Elles ne retiennent, des consignes
de la DG, que ce qui est raisonnable et savent ignorer la pluie de
"foutaises, calembredaines et billevesées" dont l'application
paralyserait l'entreprise.
Il est vrai, et Corinne Maier a raison de le dire, que dans
nos entreprises on ne respecte pas assez les personnes ; il est vrai aussi que la crédibilité
financière occupe dans l'esprit des dirigeants une place démesurée
par rapport à la physique de l'entreprise, son positionnement, son
fonctionnement, son économie.
Mais le fait que l'entreprise fonctionne et
produise reste incompréhensible si l'on ne voit pas que, parmi les dirigeants
des grandes entreprises qui
certes sont pour la plupart des mondains ou des pervers, se trouvent aussi
quelques vrais stratèges ; que parmi les gens de la DG, dont beaucoup sont accaparés par des conflits de plates-bandes, se trouvent nombre de vrais
concepteurs et de vrais organisateurs ; et que si les gens du terrain sont
parfois des carriéristes mal dans leur peau, ce sont dans leur grande majorité
des personnes raisonnables qui, à défaut de "s'épanouir dans leur travail" (la
vie offre bien d'autres occasions de "s'épanouir"), travaillent du mieux qu'elles peuvent.

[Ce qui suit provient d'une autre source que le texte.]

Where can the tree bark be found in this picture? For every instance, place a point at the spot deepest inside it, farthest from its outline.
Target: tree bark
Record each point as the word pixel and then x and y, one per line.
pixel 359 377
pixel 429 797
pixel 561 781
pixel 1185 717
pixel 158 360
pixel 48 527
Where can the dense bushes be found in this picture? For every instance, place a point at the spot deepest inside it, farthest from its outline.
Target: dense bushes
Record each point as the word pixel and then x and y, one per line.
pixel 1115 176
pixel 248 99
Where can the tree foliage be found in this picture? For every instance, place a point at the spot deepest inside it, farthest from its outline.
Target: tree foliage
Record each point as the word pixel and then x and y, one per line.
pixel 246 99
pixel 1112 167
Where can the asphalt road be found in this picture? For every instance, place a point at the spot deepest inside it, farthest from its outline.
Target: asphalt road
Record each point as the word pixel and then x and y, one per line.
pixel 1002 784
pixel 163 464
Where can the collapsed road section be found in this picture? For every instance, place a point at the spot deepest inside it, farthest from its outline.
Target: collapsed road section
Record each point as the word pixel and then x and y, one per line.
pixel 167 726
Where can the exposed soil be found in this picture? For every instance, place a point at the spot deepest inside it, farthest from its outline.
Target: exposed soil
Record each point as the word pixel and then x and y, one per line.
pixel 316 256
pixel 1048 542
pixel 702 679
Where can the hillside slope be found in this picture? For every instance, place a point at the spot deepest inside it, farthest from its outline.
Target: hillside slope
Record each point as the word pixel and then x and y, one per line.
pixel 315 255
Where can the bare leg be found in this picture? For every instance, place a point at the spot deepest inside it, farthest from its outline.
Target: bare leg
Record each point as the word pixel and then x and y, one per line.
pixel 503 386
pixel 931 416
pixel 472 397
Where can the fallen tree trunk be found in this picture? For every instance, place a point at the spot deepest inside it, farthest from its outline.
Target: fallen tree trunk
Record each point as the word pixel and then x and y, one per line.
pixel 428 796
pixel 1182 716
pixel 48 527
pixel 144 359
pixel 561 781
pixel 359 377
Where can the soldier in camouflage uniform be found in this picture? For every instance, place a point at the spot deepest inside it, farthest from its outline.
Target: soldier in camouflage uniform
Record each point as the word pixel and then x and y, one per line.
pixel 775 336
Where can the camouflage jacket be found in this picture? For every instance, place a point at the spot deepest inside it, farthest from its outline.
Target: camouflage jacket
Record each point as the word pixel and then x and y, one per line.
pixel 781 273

On peut rire de tout : du travail, de la famille et de la
patrie, dont un régime infâme avait fait sa devise ; de l'égalité, de la liberté et de la fraternité,
idéal à jamais inaccessible de notre République ; de la religion, des
valeurs, de bien d'autres choses encore. Cela
soulage.
Mais quand on substitue une marionnette à l'être
vivant que l'on prétend décrire, le rire se fige en un rictus. Il y a un temps pour rire
et un temps pour réfléchir ; un
temps pour se soulager et un temps pour comprendre.